House Approves Textile Duty Suspensions
James A. Morrissey, Washington Correspondent
The House of Representatives has approved legislation granting duty-free entry into the United
States for some textile man-made fibers in a move that will help make U.S. manufacturers more
competitive. The duty suspensions are part of a Miscellaneous Tariff Bill (MTB) that grants
duty-free treatment to raw materials not made in the United States that are used by U.S.
manufacturers in their finished products.
Among the more than 800 products approved by the legislation are various man-made acrylic and rayon staple fibers and filaments. Those products had previously been granted duty-free status, but the authorization expired Jan. 1, 2010, as it had not been renewed because of a controversy over so-called earmarks -- provisions added to legislation and passed without the customary process of congressional hearings. That deadlock has been broken in the House, and the duty suspensions will be retroactive to the first of this year once the bill clears the Senate and is signed by President Barack Obama. The American Manufacturing Trade Action Coalition (AMTAC) said U.S. textile manufacturers have experienced long-standing problems sourcing these products in the United States, and companies "will benefit significantly from lower costs for imported products." AMTAC Executive Director Auggie Tantillo said the MTB "is a vital cost reduction measure for many U.S. manufacturers that will boost jobs and domestic production."

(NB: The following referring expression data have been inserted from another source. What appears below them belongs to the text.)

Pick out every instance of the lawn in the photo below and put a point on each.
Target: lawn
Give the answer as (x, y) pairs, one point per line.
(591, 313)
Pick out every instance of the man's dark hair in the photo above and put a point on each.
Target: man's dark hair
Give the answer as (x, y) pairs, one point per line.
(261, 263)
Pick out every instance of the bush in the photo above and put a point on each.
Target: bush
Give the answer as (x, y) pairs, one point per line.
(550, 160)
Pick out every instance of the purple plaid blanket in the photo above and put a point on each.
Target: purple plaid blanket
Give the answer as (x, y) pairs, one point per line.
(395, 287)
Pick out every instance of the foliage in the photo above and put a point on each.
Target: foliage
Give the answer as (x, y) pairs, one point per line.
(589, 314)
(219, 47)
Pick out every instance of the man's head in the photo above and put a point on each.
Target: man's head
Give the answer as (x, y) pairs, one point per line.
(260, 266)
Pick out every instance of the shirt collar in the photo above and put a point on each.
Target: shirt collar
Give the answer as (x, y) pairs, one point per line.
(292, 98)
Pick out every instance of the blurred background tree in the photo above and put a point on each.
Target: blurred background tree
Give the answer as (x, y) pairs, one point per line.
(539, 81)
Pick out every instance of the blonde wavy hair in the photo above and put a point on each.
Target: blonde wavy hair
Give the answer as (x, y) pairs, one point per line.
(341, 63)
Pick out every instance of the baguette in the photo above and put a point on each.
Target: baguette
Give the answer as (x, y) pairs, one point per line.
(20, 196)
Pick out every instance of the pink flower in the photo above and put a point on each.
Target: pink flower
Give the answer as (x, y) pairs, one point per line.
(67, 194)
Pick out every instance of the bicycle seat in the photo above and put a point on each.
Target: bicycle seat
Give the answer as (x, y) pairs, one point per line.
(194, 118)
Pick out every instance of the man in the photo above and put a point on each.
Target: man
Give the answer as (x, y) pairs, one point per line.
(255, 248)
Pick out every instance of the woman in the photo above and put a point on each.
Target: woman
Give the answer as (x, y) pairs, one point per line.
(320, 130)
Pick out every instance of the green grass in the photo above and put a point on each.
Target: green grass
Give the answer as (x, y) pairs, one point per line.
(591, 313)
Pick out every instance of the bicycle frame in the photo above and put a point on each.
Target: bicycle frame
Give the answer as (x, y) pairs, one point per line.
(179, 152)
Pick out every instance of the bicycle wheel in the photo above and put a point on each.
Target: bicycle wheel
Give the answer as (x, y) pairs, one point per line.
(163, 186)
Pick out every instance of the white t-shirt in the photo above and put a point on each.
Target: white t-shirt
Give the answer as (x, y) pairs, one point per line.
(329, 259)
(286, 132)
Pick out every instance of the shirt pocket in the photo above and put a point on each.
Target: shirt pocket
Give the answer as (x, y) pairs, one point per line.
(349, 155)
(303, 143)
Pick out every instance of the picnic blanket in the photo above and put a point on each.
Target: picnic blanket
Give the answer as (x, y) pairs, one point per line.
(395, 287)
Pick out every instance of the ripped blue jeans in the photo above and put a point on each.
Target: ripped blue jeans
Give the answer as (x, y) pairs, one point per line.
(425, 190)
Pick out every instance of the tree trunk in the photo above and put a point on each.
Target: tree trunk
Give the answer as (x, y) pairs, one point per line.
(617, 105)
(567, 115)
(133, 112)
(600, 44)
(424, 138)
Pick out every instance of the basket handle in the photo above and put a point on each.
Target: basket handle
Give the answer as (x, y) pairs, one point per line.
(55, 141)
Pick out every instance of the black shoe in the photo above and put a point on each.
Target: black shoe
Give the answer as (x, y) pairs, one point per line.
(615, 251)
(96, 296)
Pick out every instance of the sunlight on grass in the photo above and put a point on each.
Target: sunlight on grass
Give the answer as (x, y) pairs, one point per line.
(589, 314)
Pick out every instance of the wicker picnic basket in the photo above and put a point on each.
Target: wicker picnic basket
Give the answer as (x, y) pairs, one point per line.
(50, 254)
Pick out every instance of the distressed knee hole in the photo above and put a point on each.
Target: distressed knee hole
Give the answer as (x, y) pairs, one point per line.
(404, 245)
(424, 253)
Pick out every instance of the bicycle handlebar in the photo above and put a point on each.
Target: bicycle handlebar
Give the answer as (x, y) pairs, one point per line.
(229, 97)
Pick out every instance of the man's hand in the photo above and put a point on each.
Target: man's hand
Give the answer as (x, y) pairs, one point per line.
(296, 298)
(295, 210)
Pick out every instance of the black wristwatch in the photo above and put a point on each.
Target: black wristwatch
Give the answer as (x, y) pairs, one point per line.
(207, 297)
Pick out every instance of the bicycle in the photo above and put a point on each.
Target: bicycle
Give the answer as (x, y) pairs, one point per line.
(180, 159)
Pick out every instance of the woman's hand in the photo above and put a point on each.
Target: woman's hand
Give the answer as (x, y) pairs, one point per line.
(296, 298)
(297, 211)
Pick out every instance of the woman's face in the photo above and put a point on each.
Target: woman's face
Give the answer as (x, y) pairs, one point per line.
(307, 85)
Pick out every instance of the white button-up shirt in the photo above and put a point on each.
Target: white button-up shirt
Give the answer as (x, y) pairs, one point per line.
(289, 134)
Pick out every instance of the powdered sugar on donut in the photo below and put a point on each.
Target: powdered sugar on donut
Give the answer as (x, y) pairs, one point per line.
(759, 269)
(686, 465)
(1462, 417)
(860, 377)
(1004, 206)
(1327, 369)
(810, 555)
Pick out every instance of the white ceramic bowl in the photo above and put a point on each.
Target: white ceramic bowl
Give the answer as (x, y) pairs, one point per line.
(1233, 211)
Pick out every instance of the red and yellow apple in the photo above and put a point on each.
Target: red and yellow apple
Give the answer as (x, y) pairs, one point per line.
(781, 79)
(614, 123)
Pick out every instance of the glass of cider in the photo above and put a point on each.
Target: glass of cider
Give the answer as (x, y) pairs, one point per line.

As the bill passed the House, the Ways and Means Committee issued a statement saying the legislation will help American companies "grow and support further job creation." The committee said the Senate Finance and Ways and Means Committees, the Obama administration and the independent U.S. International Trade Commission have carefully reviewed each tariff concession request to ensure that there is no domestic opposition.
The bill still has to win Senate approval, and because there remains some concern over the earmarks issue, there could be some further delay, but the Senate is expected eventually to approve the duty suspensions.